When Mark Jula walked into a situation many would view as bleak, he saw some signs of promise.
It was 2012 and he was taking over an Ambridge boys' basketball program that had been struggling mightily, having gone a combined 5-37 over the two previous seasons.
An Ambridge graduate, Jula had seen what success looked like at that school with WPIAL and state championships in 1967, when he was in junior high, and a WPIAL runner-up finish in 1970, a team he played for. Sure, the team and program didn't represent what it once did, but Jula saw that there was at least the potential for change.
"Certainly they weren't winning, but when I walked in, there was a lot of young talent," Jula said. "I think what we tried to establish was a winning attitude, a hardworking ethic and bringing back a pride in the program."
Not even a season and a half into Jula's tenure, the early results are encouraging. After a 14-9 finish in 2012-13, the Bridgers are 7-3 after their first 10 games this season, a run that has featured the sort of highlights that would have been hard to imagine less than two years ago.
First, they won three of their four games at the Tarkanian Classic in Las Vegas in mid-December and about a week later, they defeated one of the WPIAL's top teams in Chartiers Valley, albeit without Colts star guard Matty McConnell.
For a program that lost its final 10 games of the 2011-12 season, the progress has been remarkable.
"If you look at a year and a half ago, the last game Ambridge played they lost to West Allegheny by about 40," Jula said. "In that time, you went from a drubbing to beating the best team in the WPIAL and winning three in Las Vegas. That's some monumental growth."
Though Jula's impact on the program has been tremendous, his players have obviously had a large role in the team's success. Junior guard Stephon McGinnis is averaging a team-high 18.3 points per game and 6-foot-4 junior Daylon Carter is close behind with 17.3 points per game. Along with those notable contribution comes youth, as the team starts three juniors and a freshman, meaning that these achievements could be sustainable.
Ambridge has lofty expectations after a WPIAL playoff appearance last season, as the team hopes for a longer run in the postseason this time around. But, regardless of how things finish, the program has come a long way in a short time.
"The first thing you try to do is get them to understand what the best teams in this league think of you," Jula said. "If they don't think you're tough and they don't think you're a winner, they're not going to respect you.

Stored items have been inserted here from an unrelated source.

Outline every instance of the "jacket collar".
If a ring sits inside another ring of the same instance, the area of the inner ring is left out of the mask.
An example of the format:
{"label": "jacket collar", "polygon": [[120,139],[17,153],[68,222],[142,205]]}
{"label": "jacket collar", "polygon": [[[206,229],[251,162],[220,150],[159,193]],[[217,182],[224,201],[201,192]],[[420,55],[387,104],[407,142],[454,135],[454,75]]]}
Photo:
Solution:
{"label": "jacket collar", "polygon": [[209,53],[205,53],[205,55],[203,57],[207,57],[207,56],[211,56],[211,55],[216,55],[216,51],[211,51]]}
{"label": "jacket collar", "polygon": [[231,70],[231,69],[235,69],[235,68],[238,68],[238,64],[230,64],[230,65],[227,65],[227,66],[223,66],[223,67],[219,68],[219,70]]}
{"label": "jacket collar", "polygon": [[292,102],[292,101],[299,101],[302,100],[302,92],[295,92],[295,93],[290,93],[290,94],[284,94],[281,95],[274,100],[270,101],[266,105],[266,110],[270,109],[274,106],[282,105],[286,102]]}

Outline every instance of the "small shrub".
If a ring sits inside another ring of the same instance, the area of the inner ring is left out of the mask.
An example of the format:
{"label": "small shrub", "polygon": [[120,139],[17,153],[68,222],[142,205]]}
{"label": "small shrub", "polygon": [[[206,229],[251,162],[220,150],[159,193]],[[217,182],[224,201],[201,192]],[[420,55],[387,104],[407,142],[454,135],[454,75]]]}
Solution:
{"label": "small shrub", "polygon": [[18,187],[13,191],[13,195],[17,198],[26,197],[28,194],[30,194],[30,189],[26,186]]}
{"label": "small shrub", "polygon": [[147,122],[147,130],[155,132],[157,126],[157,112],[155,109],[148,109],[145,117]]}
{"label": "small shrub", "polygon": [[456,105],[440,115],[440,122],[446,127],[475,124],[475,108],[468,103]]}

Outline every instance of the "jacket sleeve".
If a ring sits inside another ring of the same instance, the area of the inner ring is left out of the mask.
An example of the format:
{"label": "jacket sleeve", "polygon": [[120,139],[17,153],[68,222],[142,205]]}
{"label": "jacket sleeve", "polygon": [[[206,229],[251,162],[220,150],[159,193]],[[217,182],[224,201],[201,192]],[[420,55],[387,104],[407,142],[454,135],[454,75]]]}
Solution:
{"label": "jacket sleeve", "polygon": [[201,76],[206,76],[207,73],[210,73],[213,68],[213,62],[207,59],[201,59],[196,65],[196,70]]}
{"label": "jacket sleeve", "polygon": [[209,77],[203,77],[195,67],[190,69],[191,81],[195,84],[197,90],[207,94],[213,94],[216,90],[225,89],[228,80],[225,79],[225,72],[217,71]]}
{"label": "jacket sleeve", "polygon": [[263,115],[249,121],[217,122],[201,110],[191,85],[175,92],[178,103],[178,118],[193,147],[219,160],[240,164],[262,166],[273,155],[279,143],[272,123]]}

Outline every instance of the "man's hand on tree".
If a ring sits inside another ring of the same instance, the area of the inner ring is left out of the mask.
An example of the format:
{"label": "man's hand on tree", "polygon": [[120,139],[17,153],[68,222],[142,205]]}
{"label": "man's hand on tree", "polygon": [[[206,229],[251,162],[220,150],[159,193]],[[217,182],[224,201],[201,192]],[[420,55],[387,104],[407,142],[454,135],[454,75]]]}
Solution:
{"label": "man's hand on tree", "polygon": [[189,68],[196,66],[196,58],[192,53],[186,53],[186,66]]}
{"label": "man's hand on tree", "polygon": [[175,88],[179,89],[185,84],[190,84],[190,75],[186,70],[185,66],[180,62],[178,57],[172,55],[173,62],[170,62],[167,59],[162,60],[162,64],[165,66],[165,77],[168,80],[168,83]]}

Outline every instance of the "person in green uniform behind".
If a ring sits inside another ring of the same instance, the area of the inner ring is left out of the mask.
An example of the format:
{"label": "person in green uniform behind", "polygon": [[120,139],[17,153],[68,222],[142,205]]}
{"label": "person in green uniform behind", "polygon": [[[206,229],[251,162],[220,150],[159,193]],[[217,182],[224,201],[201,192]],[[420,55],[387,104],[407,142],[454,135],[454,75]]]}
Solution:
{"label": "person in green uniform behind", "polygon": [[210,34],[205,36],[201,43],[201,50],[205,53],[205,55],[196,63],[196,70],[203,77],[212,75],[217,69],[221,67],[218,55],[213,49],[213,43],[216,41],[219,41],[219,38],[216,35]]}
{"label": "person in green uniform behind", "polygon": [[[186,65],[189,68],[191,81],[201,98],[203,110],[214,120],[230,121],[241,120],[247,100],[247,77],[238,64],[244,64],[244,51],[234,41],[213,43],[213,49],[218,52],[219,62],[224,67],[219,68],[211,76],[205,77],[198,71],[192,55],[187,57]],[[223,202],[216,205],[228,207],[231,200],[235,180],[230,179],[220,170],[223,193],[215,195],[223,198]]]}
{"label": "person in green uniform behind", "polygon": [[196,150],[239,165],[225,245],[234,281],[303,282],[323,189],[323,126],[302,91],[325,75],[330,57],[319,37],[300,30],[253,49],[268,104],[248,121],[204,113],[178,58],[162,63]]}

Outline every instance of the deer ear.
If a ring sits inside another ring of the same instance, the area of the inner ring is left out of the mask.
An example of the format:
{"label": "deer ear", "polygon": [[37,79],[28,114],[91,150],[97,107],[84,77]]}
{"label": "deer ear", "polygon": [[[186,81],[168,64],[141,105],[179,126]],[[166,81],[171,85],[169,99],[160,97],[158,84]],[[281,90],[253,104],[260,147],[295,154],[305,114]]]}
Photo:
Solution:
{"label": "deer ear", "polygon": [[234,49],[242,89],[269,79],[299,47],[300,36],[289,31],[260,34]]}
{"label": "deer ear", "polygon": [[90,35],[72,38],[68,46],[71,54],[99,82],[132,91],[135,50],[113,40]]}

I think we've changed that."
Cougars on dominant run
With four of their top five scorers back from a team that finished 27-2 last season, the Blackhawk girls' basketball team was widely considered to be among a handful of elite squads in the WPIAL this season.
Thus far, the Cougars have been surpassing even the loftiest of expectations. At 10-0, not only are they the lone undefeated team remaining in Class AAA, but with the help of standout scorers such as Chassidy Omogrosso, Courtney Vannoy, Bridgette Shaffer and Halle Denman, they beat their first 10 opponents by an average of 36.9 points while scoring 74.3 points per game -- both of which are the best marks in the WPIAL.
Chargers rebounding well
After finishing 19-5 last season, the Our Lady of Sacred Heart girls' basketball team lost its first four games of the season while its offense struggled to produce, averaging just 36.8 points per game.
Since then, however, the Chargers have turned things around, as they've won five of their past six. Most impressively, this run is being done with a relatively young team -- 10 of the Chargers' 15 players are freshmen or sophomores.
Chartiers Valley at South Fayette, Tuesday, 7:30 p.m. -- With McConnell (appendectomy) back, Chartiers Valley (8-1, 4-0 Class AAA Section 5) rebounded from its first loss by rolling to a 15-point win against Montour last Friday. McConnell scored 32 points and is averaging 22.5 for the season. South Fayette (6-1, 3-0) is beginning to jell as some of its players who played on the school's PIAA football championship team are rounding into form.